Hay veces en que la gramática es a los estudios humanísticos (errare humanum est; será por eso que se llaman humanísticos) lo que la lejía es a la limpieza del hogar: una obviedad necesaria. Si ambas faltan (y aún mas si falta la fregona de la ortografía) más vale que tiremos el pozal del estudio humanístico por la ventana, con cuidado de no manchar a nadie.

Y luego está Claire Weil, que se complace en construir châteaux en Espagne con la ayuda de un español aprendido con la misma pertinencia que la expresión de un guiri en un bar de carretera. Mais qu’est-ce qu’on bouffe bien en Espagne quand même !

Il semble bien que le ladino, langue et traduction liturgique des Marranes, nous dise le marranisme. Par marranisme, entendons la réponse des Juifs de la Péninsule ibérique aux menaces de l’Eglise et aux conversions forcées, dès le Moyen Age, réponse qui se caractérise par un double mode d’existence, patent et caché. En apparence, le Marrane est devenu chrétien, en réalité, il est resté juif ; son être, pour une langue, nous dirions sa structure, est hébreu, son paraître (les mots, et la graphie parfois) chrétien (cela correspondrait au castillan au ladino [sic]). Nous n’inventons pas pour les besoins de notre démonstration une correspondance entre castillan et christianisme, elle se retrouve même dans une expression, souvent et significativement mise a l’impératif, et encore en usage de nos jours : “hablar en cristiano”, c’est-a-dire, parler un bon castillan ; on pourrait traduire par “parler francais”.

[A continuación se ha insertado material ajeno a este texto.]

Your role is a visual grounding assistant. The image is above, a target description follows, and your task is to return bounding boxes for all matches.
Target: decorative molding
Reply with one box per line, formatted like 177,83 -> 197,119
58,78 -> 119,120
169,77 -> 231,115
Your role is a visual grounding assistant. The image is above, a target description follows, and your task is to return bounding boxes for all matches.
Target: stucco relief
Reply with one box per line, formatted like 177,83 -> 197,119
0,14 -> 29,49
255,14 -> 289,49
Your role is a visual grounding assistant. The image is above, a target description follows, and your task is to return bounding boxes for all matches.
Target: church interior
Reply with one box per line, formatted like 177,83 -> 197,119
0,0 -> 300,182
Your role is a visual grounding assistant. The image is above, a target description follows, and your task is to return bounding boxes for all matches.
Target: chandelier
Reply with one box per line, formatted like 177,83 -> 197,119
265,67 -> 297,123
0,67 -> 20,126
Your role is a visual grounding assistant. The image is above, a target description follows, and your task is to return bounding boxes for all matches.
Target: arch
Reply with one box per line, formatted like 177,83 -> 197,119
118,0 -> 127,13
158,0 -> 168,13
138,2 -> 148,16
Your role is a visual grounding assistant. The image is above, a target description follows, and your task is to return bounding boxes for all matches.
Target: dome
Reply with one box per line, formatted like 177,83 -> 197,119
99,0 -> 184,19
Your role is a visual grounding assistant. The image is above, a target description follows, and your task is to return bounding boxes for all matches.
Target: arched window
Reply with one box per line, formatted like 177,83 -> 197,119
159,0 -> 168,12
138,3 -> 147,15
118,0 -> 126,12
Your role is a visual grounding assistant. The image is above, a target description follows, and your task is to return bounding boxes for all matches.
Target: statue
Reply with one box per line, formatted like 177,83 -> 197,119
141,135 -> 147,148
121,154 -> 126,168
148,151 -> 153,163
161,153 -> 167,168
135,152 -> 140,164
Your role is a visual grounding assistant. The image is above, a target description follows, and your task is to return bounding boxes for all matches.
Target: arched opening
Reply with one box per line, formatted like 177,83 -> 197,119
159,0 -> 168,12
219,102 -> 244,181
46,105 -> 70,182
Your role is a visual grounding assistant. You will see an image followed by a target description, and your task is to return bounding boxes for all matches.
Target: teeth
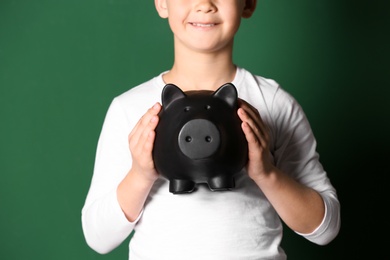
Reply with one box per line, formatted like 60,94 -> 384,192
192,23 -> 215,27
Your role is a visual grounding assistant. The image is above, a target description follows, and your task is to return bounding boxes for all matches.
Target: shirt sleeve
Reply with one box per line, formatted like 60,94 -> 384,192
81,99 -> 139,254
271,88 -> 340,245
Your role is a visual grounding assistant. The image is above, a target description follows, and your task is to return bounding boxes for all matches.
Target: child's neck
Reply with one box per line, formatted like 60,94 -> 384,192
163,47 -> 236,91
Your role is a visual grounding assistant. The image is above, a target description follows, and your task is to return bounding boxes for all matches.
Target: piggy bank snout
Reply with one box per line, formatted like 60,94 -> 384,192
178,119 -> 221,160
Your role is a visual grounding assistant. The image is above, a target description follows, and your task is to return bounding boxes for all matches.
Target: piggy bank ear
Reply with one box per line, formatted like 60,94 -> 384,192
213,83 -> 237,107
161,84 -> 186,106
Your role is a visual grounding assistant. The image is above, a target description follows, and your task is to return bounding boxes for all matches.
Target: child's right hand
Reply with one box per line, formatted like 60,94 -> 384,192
129,103 -> 161,181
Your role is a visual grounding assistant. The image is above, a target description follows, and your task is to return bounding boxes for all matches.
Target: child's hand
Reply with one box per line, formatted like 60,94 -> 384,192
237,99 -> 274,180
129,103 -> 161,181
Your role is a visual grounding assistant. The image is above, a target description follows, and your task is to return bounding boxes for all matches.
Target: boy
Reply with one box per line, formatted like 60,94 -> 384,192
82,0 -> 340,260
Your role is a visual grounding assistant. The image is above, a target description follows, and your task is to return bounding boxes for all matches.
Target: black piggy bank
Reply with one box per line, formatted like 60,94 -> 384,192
153,83 -> 248,194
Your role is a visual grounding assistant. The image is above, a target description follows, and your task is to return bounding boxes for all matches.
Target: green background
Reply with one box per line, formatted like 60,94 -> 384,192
0,0 -> 390,260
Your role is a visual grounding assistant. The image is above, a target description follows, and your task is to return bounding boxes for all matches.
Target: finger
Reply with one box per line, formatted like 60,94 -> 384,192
129,103 -> 161,147
238,108 -> 268,147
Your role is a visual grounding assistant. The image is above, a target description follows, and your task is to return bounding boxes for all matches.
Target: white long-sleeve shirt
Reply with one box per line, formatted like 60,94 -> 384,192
82,68 -> 340,260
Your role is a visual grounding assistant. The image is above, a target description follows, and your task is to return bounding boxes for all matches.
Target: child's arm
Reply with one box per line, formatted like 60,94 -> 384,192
82,98 -> 159,253
238,101 -> 340,244
117,103 -> 161,222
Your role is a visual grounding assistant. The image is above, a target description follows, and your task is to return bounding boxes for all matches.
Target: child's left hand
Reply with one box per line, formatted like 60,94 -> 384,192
237,99 -> 275,180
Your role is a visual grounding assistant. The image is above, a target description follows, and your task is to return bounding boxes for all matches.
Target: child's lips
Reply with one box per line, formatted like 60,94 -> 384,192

Claire Weil, “TU NE TRADUIRAS POINT. [sic] Approche des Pirke Aboth en ladino édités à Ferrare en 1552″, en Ilana Zinguer (ed.), L’Hébreu au temps de la Renaissance, Leiden, Brill, 1992, pág. 125.

O sea que el ladino era judeoespañol calco… ¿marrano? ¿Y no les habría valido más la pena (la pena de que les mandaran derechitos y con sambenito a la hoguera) escribir en cualquier aljamiado que fuera de su agrado? Porque marranos son los que se quedaban en España. Los de fuera se convertían en sefardíes (casi por el mismo arte mágico de birlibirloque que convierte en el espacio de unos meses a los mudéjares en moriscos). Y vueltos sefardíes podían ir tranquilamente libres y ufanos, dispensados de temores, usando el ladino, o judeoespañol calco para lo que sirve, que es para entender la Biblia y no para escribir el Me-ʕam loʕez.

Y si solo fuera eso. Pero es que además la Weil tiene esa cosa tan francesa de hurgar la paja en el ojo ajeno. Pero, hélas!, también tienen viga en el propio œil. Aún le daré más munición a la Weil: en español no solo se perpetra pero quieres hacer el favor de hablarme en cristiano (por cierto, espetado a gente tan católica como los euskaldunes, los que parlan clar i català y los de donde los rumorosos da costa verdecente bastante más que a moros y judíos) sino que, un día en que se levante uno con el pie izquierdo, no estaré católico. Exactamente igual que el francés être catholique.

Cela ne pouvait pas être aussi naturel que cela en avait l’air. Il y avait, dans cette histoire, quelque chose de pas catholique…

Henri Queffélec, Un Recteur de l’île de Sein, 1944, p. 193.

¿Abundaban tambien en Francia los marranos? Del pretérito no sé. Del presente, lo afirmo. Pero ya es otra historia (con cierta relacion con la lejía, il faut tout dire).

No somos nadie. Y cuando hacemos lingüística-ficción, somos aún menos que nadie.

Très joli le château, mais… elle est où, Madame la Marquise?